Джин слабо кивнул. Ему все еще было больно, так что он не повернул голову в сторону Намджуна. Ему и не нужно было этого делать. Он в любом случае не мог его видеть.
— Я не знаю, хен. Они будут продолжать проверять твою реакцию на свет и прочее. Они говорили о пересадке роговицы, но ты еще недостаточно окреп для этого. И они не знают, сможет ли…
Он замолчал, когда Джин попытался схватить его за руку, промахнувшись на несколько дюймов. Намджун взял поврежденную конечность и направил к своему запястью, наблюдая, как забинтованные пальцы обвиваются вокруг его руки.
— Что тебе нужно?
Он внимательно наблюдал, как Джин выводит буквы на тыльной стороне его ладони, вырисовывая свое безмолвное послание в надежде, что Намджун каким-то образом сможет расшифровать резкие движения и неуклюжую координацию.
— Д...О…К… Нет? Хорошо, сделай еще раз.

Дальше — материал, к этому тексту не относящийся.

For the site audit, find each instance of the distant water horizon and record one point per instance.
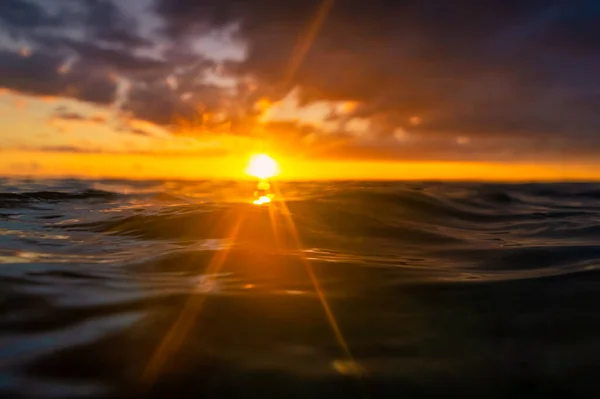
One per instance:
(339, 288)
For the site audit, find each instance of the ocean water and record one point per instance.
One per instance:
(175, 289)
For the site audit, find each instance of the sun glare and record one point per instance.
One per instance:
(262, 166)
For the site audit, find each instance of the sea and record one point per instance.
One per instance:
(349, 289)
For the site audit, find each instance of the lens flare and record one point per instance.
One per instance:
(262, 166)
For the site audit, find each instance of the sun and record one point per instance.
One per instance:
(262, 166)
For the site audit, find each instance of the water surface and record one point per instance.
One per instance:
(347, 289)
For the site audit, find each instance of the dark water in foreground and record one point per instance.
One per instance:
(177, 290)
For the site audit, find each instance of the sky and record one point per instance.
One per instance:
(373, 89)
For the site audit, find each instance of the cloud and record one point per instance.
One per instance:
(505, 77)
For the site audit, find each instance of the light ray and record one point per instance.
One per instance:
(317, 285)
(177, 332)
(306, 42)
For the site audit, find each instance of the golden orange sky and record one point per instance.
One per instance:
(48, 164)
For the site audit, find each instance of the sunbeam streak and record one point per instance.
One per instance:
(193, 306)
(318, 289)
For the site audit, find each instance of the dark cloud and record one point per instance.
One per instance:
(38, 74)
(504, 67)
(64, 114)
(24, 14)
(512, 76)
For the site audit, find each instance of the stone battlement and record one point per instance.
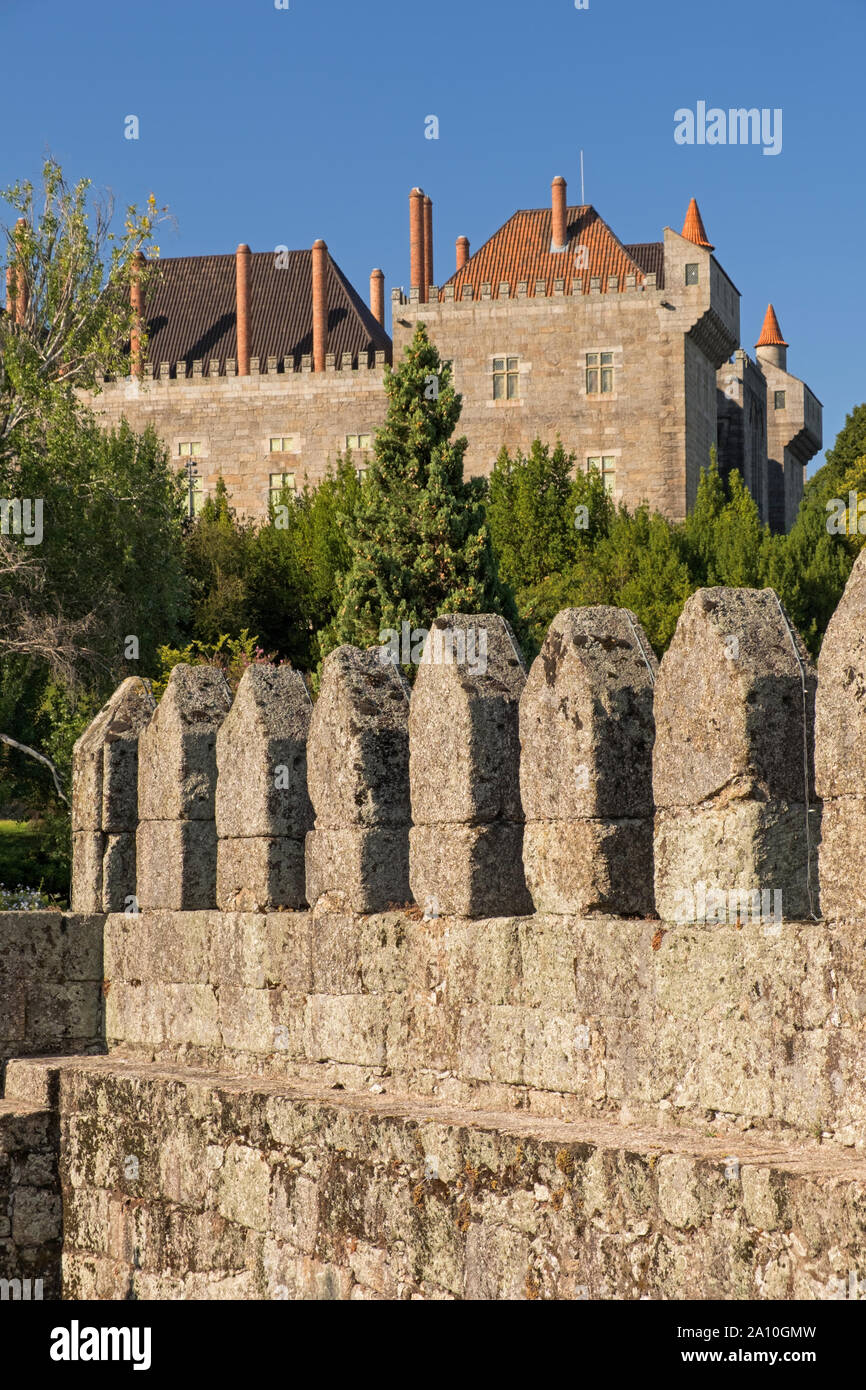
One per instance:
(205, 369)
(510, 984)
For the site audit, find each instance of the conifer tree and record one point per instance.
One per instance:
(419, 540)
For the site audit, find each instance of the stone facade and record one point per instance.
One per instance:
(670, 334)
(234, 420)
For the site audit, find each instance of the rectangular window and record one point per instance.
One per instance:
(606, 466)
(196, 498)
(506, 378)
(599, 373)
(281, 481)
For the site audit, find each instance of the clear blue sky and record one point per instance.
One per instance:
(275, 127)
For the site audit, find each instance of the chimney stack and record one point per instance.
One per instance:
(377, 295)
(320, 305)
(242, 277)
(559, 198)
(416, 242)
(428, 274)
(138, 313)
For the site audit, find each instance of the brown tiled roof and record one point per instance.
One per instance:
(649, 257)
(692, 227)
(191, 310)
(770, 334)
(520, 250)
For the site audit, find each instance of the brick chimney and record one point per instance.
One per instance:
(377, 295)
(428, 274)
(559, 230)
(320, 305)
(138, 314)
(416, 242)
(242, 277)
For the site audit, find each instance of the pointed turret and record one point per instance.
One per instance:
(772, 346)
(694, 228)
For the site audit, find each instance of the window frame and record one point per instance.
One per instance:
(508, 375)
(599, 367)
(608, 474)
(274, 494)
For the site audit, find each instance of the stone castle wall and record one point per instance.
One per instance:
(658, 423)
(597, 1057)
(234, 419)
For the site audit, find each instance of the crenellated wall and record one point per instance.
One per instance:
(599, 783)
(515, 984)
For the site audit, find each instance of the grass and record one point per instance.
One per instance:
(24, 858)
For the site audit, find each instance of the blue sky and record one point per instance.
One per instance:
(277, 127)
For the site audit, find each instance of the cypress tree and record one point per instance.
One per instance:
(419, 540)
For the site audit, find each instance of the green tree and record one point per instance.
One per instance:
(70, 275)
(420, 544)
(530, 513)
(217, 553)
(298, 560)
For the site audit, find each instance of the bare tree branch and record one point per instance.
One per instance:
(41, 758)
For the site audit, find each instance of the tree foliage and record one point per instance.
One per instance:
(419, 541)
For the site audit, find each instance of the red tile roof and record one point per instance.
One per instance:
(770, 334)
(520, 250)
(191, 310)
(694, 230)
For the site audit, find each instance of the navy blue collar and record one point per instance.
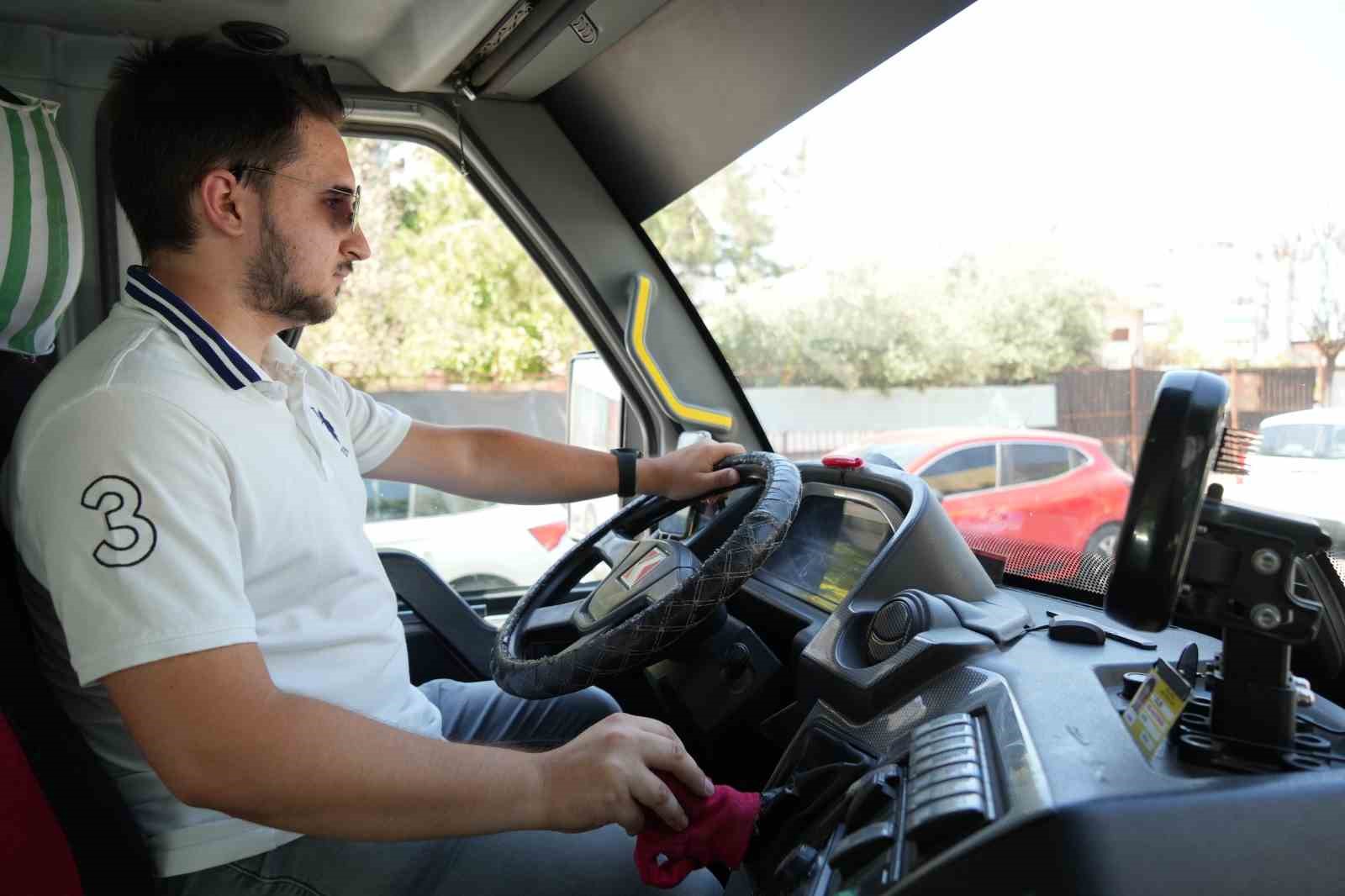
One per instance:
(221, 358)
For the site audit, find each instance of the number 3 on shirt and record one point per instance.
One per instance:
(131, 535)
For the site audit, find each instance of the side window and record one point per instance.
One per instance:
(387, 501)
(452, 322)
(966, 470)
(1033, 461)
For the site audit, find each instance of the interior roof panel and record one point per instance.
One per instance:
(703, 81)
(407, 45)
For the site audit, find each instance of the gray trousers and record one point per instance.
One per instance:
(533, 862)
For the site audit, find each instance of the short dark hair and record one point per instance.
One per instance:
(185, 108)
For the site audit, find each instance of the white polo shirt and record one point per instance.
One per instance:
(174, 497)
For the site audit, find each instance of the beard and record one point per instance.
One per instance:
(272, 289)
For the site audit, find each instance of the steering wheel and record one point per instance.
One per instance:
(656, 593)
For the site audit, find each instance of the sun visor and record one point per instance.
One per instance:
(699, 82)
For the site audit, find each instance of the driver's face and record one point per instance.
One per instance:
(306, 245)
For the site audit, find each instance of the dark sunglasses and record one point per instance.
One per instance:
(345, 203)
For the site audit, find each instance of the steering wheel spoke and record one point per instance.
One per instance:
(614, 548)
(657, 591)
(553, 622)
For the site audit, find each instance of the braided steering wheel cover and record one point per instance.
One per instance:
(643, 638)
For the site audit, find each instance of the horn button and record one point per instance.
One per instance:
(650, 572)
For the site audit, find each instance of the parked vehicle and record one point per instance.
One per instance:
(1298, 468)
(474, 546)
(1031, 486)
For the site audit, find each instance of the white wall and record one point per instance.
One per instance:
(814, 408)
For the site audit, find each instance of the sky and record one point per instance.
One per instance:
(1126, 140)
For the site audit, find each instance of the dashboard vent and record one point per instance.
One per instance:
(894, 625)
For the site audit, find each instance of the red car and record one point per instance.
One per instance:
(1015, 486)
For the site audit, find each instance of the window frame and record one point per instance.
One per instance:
(955, 450)
(373, 114)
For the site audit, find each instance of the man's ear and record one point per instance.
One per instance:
(221, 202)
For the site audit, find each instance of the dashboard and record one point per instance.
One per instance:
(952, 739)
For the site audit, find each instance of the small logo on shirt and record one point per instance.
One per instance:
(331, 430)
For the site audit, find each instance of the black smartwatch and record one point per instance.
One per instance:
(625, 459)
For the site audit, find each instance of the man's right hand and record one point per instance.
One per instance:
(607, 775)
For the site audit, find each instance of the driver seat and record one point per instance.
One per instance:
(66, 828)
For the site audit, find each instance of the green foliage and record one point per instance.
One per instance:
(448, 293)
(867, 333)
(732, 253)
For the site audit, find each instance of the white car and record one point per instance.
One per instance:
(1300, 468)
(474, 546)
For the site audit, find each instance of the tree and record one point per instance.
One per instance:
(1317, 256)
(732, 253)
(1327, 326)
(448, 293)
(970, 327)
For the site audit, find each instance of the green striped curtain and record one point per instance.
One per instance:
(40, 237)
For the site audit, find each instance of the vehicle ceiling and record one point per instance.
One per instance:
(666, 94)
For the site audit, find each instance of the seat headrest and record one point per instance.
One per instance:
(40, 229)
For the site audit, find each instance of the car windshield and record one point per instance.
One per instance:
(1020, 222)
(900, 454)
(1304, 440)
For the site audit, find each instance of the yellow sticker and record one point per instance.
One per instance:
(1156, 708)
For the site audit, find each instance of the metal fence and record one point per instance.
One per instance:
(1114, 405)
(1110, 405)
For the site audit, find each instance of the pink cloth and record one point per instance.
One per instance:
(719, 831)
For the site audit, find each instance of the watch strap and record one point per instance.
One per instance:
(625, 459)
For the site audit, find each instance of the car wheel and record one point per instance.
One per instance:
(482, 582)
(1103, 541)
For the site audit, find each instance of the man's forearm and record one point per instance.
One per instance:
(320, 770)
(501, 465)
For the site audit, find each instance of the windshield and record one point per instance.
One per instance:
(1304, 440)
(1017, 224)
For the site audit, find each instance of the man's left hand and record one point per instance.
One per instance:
(688, 472)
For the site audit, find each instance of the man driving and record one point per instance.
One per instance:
(186, 494)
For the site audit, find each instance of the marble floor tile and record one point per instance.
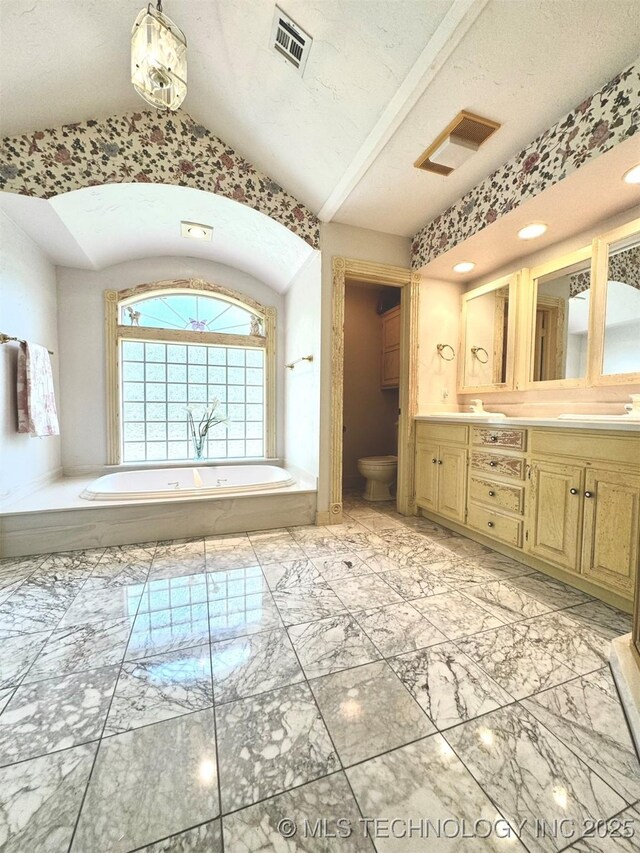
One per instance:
(424, 781)
(240, 615)
(619, 836)
(269, 743)
(150, 783)
(206, 838)
(498, 565)
(531, 774)
(78, 649)
(245, 666)
(458, 574)
(299, 604)
(323, 802)
(119, 568)
(229, 552)
(38, 605)
(550, 591)
(330, 645)
(579, 647)
(159, 687)
(516, 661)
(291, 574)
(368, 711)
(455, 615)
(398, 628)
(103, 605)
(586, 715)
(415, 582)
(51, 715)
(275, 547)
(448, 685)
(342, 566)
(168, 630)
(17, 654)
(41, 799)
(364, 592)
(507, 602)
(598, 616)
(167, 593)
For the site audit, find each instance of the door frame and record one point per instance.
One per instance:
(348, 270)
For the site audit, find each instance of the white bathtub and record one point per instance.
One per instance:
(205, 481)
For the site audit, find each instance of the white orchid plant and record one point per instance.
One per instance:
(209, 417)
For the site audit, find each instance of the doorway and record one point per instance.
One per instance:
(346, 270)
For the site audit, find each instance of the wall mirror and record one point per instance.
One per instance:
(487, 338)
(618, 264)
(562, 293)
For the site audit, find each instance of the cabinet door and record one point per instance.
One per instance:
(611, 529)
(427, 476)
(452, 481)
(555, 513)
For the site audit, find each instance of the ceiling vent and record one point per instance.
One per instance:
(290, 41)
(457, 142)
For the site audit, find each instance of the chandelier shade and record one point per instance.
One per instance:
(158, 59)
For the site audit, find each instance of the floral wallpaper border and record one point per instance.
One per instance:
(603, 120)
(151, 147)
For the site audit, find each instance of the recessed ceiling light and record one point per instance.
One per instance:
(530, 232)
(632, 176)
(196, 230)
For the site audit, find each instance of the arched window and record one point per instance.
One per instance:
(173, 349)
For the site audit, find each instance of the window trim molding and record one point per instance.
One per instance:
(115, 332)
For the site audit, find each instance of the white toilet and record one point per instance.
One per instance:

М? Д…О…М? — Он вздохнул, опустил подбородок на грудь, а свободной рукой потянулся, чтобы вытереть измученное лицо. — Ты пока не можешь идти домой, хен. Тебе нужно еще лечиться. Но один из нас всегда будет с тобой, я обещаю. Ты никогда не будешь в одиночестве.
Джин снова начал писать. Забинтованный, обожженный аккумуляторной кислотой палец неловко двигался по тыльной стороне руки Намджуна. Он сможет говорить через несколько дней, как только ему исправят трахею, но пока он был слепым и немым. Как будто мир и без этого не был достаточно жесток.
— Л... Ю … Я не понял, попробуй еще раз... Б? Понял. Л...Ю...Б...Л … Люблю? Кого ты любишь? Меня?
Джин ущипнул его за руку, недостаточно сильно, чтобы причинить боль, но Намджун все равно издал чрезмерно драматизированное шипение, смешавшееся с его веселым смешком.
— Ты говоришь, что любишь меня?
Кивок был настолько слабым, что это было почти физически больно наблюдать. Глаза Джина закрылись, и его голова слегка наклонилась набок, поглощенная мягкостью подушки, поскольку морфий, который он принимал, погрузил его в мирное забытье.
— Я тоже люблю тебя, хен. Что бы ни случилось, что бы ни делала с нами общественность, или что бы ни говорила компания, что мы должны делать… Я люблю тебя.